If you are yet to adopt cloud accounting software, you could inadvertently be making things even more difficult for yourself. How so? Let’s find out.
Accounting on the move
Your accounts need to be in order. There’s no denying that accounts are important and that they take time, but for some reason, they are often overlooked for days on end. Perhaps it’s the monotony of updating your spreadsheets. Perhaps some people just don’t have a head for statistics and facts and figures, believing themselves to be the “brains” behind the business rather than one of the troops in the trenches actually making the company tick over.
One of the main reasons people don’t update their accounts is a lack of accessibility on the move. Cloud accounting software sorts this out. Wherever you have an internet connection, your data can be accessed, meaning your accounts can now be updated everywhere, from a moving train in Italy to a fishing trip in Canada. Now there’s no excuse.

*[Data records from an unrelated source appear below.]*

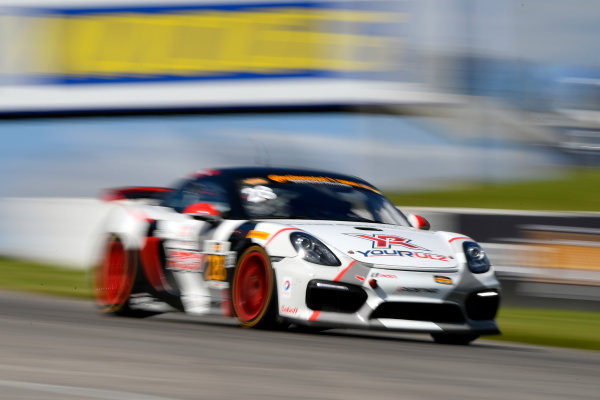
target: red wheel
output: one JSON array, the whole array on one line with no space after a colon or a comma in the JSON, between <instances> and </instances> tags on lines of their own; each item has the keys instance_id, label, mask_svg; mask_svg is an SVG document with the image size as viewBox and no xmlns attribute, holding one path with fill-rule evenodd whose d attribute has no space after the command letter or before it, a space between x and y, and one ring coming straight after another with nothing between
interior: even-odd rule
<instances>
[{"instance_id":1,"label":"red wheel","mask_svg":"<svg viewBox=\"0 0 600 400\"><path fill-rule=\"evenodd\" d=\"M96 269L96 300L104 312L116 313L129 300L135 281L135 260L116 236L106 244L104 258Z\"/></svg>"},{"instance_id":2,"label":"red wheel","mask_svg":"<svg viewBox=\"0 0 600 400\"><path fill-rule=\"evenodd\" d=\"M273 270L267 253L251 246L240 256L232 285L233 309L245 328L272 322Z\"/></svg>"}]
</instances>

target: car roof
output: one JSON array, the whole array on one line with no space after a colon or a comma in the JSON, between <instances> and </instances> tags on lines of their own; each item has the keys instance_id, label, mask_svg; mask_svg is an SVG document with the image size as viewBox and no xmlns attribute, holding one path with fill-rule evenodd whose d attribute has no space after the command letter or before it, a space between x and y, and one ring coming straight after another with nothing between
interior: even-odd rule
<instances>
[{"instance_id":1,"label":"car roof","mask_svg":"<svg viewBox=\"0 0 600 400\"><path fill-rule=\"evenodd\" d=\"M302 176L328 176L338 179L351 179L372 186L364 179L352 175L344 175L337 172L309 169L309 168L283 168L283 167L227 167L200 171L197 176L223 175L231 179L248 178L253 176L267 175L302 175Z\"/></svg>"}]
</instances>

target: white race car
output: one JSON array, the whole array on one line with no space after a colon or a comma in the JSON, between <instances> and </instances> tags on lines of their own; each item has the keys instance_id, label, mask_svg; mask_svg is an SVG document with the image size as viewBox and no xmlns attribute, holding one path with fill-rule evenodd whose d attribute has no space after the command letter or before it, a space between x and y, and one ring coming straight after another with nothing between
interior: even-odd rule
<instances>
[{"instance_id":1,"label":"white race car","mask_svg":"<svg viewBox=\"0 0 600 400\"><path fill-rule=\"evenodd\" d=\"M387 329L444 343L499 333L499 283L481 246L429 231L362 179L229 168L104 198L114 204L94 274L104 312L220 313L247 328Z\"/></svg>"}]
</instances>

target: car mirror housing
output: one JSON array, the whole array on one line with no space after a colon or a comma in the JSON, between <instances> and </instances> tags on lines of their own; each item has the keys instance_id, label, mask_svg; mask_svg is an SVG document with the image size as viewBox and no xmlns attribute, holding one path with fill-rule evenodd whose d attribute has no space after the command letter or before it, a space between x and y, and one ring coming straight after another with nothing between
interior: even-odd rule
<instances>
[{"instance_id":1,"label":"car mirror housing","mask_svg":"<svg viewBox=\"0 0 600 400\"><path fill-rule=\"evenodd\" d=\"M417 229L428 231L431 229L431 224L424 217L417 214L408 214L408 222Z\"/></svg>"}]
</instances>

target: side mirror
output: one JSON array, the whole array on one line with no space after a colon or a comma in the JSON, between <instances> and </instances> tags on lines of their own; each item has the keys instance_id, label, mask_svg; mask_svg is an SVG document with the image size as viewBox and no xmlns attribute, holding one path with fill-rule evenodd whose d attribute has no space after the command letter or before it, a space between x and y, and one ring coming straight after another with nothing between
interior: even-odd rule
<instances>
[{"instance_id":1,"label":"side mirror","mask_svg":"<svg viewBox=\"0 0 600 400\"><path fill-rule=\"evenodd\" d=\"M210 203L190 204L183 210L183 213L202 221L218 221L223 219L219 210Z\"/></svg>"},{"instance_id":2,"label":"side mirror","mask_svg":"<svg viewBox=\"0 0 600 400\"><path fill-rule=\"evenodd\" d=\"M408 214L408 222L410 222L414 228L422 229L424 231L428 231L431 228L429 221L420 215Z\"/></svg>"}]
</instances>

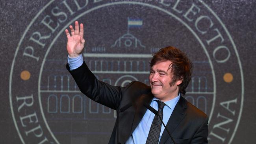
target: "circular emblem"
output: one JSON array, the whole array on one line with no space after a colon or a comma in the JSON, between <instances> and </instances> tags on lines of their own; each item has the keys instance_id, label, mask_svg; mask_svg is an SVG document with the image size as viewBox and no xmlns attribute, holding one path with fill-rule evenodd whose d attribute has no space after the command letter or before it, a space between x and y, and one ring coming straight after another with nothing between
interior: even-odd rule
<instances>
[{"instance_id":1,"label":"circular emblem","mask_svg":"<svg viewBox=\"0 0 256 144\"><path fill-rule=\"evenodd\" d=\"M109 139L116 112L82 94L65 66L64 30L77 20L85 25L85 63L112 85L148 84L148 63L160 48L187 54L194 71L185 98L208 116L209 142L231 142L243 109L243 71L231 35L209 6L201 0L74 0L45 6L15 52L9 100L23 143Z\"/></svg>"}]
</instances>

Invoicing is huge. If you don’t invoice, you can expect to run into difficulty with payments and payment deadlines.
Without being too cynical, it’s worth suggesting that some of your clients will try to wriggle out of paying full price for services and goods rendered. They will try to sneak a discount wherever they can. And they know that the longer they use avoidance tactics, the more likely you are to accept a lower payment (or risk receiving nothing at all).
Accounting software can help you to set up an online payment system that automatically invoices your clients. Itemised bills and payment dates are hard to ignore (and official documentation stands you in good stead if things move towards legal action – but that is a very rare circumstance).
Track your top customers
If you know who your top five customers are, you can benefit from data-driven insights. Are all of your main customers from a certain geographic location? Are you selling more to businesses than the general public? Do your customers gravitate towards a handful of your goods and services? When you know who is interacting with your company the most, and when you know the channels they take to check you out and buy from you, you can tailor your marketing approach accordingly.
Track your VAT returns
Do you have access to your previous VAT period figures? What about this period? And do you know how many days until this period ends?
Tracking your VAT is an essential part of keeping your books up to date. Where your taxes are involved, you want to know that every payment is accounted for so that you can continue with what’s important – running your business.